Uma ferramenta que poderia ser desenvolvida e ajudaria nesse processo de criar um engajamento e base esportiva, é a criação de perfis em redes sociais “SBT Esporte”, à exemplo do que a emissora já teve (e abandonou) do SBT Filmes e SBT Séries e ainda mantém ativo SBT Novelas. Um perfil para juntar todo o conteúdo esportivo da emissora e repercutir transmissões, em Twitter, Instagram, Facebook e demais redes sociais. Seria interessante, inclusive, que esse perfil “comunicasse” com boletins espalhados pela grade com conteúdo esportivo, como existiu no passado o “Notícias do Esporte” e era comandado por jornalistas com ligação ou que integravam o setor. Os repórteres André Galvão e Fernanda Arantes, além de outros da área poderiam se revezar no comando e eventualmente até ter a participação de algum comentarista da emissora, em determinada questão factual, como após um jogo relevante (que não foi transmitido) ou na queda de algum técnico.

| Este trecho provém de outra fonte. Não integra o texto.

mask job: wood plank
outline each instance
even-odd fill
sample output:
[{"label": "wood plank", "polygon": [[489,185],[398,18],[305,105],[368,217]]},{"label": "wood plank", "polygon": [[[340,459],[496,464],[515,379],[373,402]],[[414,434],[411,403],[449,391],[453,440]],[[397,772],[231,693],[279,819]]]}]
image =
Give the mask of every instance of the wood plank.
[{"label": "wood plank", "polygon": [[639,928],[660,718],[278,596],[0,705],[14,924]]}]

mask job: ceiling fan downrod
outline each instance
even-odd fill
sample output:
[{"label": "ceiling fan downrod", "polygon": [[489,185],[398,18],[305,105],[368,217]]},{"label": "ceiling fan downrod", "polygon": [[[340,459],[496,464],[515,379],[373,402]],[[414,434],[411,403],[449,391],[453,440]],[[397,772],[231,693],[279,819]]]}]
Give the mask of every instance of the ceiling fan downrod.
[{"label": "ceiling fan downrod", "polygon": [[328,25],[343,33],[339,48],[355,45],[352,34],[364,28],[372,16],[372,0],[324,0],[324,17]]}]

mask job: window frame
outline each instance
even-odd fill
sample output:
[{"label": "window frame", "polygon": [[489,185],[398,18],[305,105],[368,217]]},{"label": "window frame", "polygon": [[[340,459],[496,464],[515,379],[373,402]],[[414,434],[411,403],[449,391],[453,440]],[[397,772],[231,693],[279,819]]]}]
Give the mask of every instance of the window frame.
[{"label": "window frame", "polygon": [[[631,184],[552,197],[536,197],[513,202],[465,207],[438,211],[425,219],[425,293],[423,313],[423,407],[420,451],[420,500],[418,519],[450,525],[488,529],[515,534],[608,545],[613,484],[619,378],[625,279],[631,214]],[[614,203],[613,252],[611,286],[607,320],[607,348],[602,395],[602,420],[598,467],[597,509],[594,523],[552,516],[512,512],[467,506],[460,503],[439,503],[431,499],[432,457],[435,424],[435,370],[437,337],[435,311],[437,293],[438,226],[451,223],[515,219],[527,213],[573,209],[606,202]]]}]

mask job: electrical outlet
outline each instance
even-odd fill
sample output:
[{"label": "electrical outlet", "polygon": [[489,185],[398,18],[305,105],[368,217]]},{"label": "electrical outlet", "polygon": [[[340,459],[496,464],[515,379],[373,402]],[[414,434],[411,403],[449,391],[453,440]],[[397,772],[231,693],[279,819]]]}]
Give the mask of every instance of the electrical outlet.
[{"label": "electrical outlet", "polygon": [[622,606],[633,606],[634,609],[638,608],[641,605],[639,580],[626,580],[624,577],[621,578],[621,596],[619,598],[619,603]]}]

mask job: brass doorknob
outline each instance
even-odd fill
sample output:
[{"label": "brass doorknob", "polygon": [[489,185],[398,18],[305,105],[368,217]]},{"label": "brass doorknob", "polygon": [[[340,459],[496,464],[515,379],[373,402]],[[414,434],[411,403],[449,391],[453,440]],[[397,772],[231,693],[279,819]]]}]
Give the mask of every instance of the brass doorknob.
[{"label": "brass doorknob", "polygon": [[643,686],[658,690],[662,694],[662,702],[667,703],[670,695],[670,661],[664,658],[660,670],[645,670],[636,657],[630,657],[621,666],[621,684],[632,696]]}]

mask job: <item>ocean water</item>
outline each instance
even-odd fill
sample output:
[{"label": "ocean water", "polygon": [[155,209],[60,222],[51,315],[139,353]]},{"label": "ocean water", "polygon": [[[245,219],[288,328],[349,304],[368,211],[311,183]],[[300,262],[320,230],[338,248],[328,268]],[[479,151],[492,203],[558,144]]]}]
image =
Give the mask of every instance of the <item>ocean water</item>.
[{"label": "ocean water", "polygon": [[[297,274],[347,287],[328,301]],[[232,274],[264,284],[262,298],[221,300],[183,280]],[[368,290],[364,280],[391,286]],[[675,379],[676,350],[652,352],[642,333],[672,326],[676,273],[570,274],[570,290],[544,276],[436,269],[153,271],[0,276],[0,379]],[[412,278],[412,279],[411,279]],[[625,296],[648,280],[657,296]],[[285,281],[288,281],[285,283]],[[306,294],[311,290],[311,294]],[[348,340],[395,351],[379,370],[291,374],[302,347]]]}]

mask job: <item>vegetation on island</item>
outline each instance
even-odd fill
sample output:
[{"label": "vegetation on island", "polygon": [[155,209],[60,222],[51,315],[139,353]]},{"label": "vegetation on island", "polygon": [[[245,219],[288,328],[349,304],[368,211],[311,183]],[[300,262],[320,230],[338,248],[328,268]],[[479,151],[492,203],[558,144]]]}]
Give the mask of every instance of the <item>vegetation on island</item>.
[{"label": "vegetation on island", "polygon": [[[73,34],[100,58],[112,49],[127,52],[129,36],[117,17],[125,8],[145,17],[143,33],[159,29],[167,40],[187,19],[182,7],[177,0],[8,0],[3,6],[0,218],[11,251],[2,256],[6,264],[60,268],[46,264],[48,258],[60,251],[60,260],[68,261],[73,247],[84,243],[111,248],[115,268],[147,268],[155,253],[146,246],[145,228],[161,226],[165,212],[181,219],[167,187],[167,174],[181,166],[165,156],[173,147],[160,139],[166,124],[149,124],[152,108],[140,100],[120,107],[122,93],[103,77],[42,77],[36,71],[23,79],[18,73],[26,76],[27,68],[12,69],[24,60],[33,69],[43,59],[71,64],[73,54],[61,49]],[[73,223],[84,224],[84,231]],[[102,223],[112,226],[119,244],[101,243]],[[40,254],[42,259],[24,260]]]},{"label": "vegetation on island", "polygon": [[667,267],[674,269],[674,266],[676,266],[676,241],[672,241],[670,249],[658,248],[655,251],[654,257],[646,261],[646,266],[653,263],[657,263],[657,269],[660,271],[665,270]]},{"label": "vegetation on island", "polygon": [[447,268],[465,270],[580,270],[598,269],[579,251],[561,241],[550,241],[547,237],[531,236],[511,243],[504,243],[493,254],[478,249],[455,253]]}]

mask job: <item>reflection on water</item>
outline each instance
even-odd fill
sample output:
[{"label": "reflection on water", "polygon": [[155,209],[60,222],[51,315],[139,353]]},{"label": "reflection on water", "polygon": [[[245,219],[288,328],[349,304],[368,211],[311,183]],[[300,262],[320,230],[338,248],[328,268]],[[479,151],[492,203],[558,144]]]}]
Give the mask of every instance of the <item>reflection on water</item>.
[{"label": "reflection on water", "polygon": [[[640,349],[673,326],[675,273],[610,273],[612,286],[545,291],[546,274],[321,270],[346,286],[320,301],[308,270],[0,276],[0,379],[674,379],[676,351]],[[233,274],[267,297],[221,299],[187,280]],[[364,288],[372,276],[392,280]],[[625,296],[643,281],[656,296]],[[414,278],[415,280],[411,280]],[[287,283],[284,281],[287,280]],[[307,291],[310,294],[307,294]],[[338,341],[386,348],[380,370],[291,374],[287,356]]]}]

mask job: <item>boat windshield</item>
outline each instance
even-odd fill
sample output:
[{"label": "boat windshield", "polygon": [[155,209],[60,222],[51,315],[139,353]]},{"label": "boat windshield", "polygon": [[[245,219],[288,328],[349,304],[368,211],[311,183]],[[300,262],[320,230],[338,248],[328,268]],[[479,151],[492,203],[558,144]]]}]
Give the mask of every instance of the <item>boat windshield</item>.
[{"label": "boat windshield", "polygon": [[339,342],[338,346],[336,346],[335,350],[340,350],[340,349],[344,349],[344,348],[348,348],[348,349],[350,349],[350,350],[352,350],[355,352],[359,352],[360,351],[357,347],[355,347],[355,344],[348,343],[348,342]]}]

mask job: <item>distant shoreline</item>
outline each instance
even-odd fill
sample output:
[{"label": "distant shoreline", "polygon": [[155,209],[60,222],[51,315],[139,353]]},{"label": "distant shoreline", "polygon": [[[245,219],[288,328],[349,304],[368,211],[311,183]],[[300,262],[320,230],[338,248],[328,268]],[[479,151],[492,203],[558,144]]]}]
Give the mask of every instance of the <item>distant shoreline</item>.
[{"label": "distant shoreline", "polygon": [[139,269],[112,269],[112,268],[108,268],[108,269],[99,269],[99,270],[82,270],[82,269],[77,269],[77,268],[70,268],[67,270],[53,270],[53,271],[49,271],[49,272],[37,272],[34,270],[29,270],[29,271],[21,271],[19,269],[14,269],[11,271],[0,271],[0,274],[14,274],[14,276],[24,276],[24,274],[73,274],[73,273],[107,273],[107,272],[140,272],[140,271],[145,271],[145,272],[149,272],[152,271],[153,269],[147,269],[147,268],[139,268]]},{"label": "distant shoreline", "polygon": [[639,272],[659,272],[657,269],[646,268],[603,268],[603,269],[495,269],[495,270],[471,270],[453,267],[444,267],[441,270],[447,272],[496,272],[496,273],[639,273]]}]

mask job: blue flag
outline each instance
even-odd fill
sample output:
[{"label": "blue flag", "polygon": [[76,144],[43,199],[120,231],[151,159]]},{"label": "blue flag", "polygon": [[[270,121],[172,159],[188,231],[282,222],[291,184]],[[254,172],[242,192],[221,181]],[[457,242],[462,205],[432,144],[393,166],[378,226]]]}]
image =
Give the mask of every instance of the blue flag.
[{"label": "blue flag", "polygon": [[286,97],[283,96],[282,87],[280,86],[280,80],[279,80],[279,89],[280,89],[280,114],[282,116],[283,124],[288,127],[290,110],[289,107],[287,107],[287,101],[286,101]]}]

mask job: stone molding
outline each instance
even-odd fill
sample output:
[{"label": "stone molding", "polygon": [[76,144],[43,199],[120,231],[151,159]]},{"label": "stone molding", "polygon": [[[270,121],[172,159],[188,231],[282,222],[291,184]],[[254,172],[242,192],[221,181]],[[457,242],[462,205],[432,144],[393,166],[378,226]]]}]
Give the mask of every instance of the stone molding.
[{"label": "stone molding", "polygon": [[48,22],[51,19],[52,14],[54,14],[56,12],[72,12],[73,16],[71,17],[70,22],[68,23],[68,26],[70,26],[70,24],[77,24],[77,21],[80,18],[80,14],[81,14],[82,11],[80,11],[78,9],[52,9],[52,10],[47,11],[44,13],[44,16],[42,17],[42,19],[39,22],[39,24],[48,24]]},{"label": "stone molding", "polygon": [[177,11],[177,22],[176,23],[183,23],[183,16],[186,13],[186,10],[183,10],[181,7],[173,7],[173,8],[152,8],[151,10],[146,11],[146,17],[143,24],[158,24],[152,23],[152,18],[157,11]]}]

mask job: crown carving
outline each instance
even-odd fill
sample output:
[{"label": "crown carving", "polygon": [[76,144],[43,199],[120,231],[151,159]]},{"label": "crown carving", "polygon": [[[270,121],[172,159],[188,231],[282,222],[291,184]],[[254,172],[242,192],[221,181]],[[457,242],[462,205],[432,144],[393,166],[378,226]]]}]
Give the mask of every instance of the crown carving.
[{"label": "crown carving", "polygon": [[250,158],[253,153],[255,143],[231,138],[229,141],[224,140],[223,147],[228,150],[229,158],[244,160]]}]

Em suma, o SBT vive um momento especial com a volta do investimento no esporte e, talvez, essa seja a grande vitrine da emissora ao se lembrar dos seus 40 anos a serem comemorados em agosto de 2021. Mas é importante que a emissora se esforce em questões mais básicas possíveis para criar uma cultura esportiva na grade para que daqui 10 anos, nos 50 anos do canal, o setor ainda esteja pujante e entregando muitos resultados expressivos e não uma mera lembrança de uma fase saudosa, como aconteceu na década de 1990.